Rolling bearing intelligent fault diagnosis towards variable speed and imbalanced samples using multiscale dynamic supervised contrast learning

Deep learning-based fault diagnosis methods have already attained remarkable achievements in this field. However, rolling bearing frequently operates under variable speed conditions, and the number of healthy samples collected is often significantly larger than that of failure samples. In this paper, a multiscale dynamic supervised contrast learning (MDSupCon) framework is proposed. First, a multiscale adaptive feature extraction network is designed as the backbone, which utilizes multiple convolutional kernels to enhance feature extraction capabilities under variable speed conditions, and the branch attention mechanism is incorporated to adaptively adjust the weights of various scale branches. Second, the joint channel-space attention mechanism is constructed to enhance the importance of critical features while reducing redundant information, thereby improving fault identification accuracy and interpretability.
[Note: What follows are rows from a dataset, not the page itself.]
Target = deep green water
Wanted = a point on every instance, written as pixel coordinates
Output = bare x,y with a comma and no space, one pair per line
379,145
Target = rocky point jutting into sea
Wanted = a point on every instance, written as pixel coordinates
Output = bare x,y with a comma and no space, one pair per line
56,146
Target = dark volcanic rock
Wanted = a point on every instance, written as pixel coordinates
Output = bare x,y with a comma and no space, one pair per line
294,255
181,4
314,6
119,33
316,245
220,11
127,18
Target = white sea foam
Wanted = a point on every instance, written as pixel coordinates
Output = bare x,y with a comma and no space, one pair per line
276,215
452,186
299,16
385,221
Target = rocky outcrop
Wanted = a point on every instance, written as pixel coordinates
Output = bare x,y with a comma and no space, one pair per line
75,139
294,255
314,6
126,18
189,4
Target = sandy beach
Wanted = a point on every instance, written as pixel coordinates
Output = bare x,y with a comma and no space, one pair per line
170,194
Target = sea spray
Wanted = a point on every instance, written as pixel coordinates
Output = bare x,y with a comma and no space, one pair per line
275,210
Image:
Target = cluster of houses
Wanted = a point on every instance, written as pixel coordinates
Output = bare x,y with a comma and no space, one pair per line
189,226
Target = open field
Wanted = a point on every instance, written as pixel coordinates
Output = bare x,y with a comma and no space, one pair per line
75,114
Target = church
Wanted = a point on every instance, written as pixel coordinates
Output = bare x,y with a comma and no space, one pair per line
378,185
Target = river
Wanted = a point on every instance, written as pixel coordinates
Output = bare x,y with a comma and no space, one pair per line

Third, the dynamic supervised contrast loss function is designed to assign dynamic compensation factors to samples of various categories according to the training results, which reduces the impact of easily classified samples and enhances the contribution of hard-to-classify samples in imbalanced scenarios. Additionally, a dynamic cross-entropy loss is designed to train the backbone and the classifiers. The MDSupCon has achieved superior results of 89.49% and 92.15% on two bearing datasets with an imbalance ratio of 20:1 and variable speeds.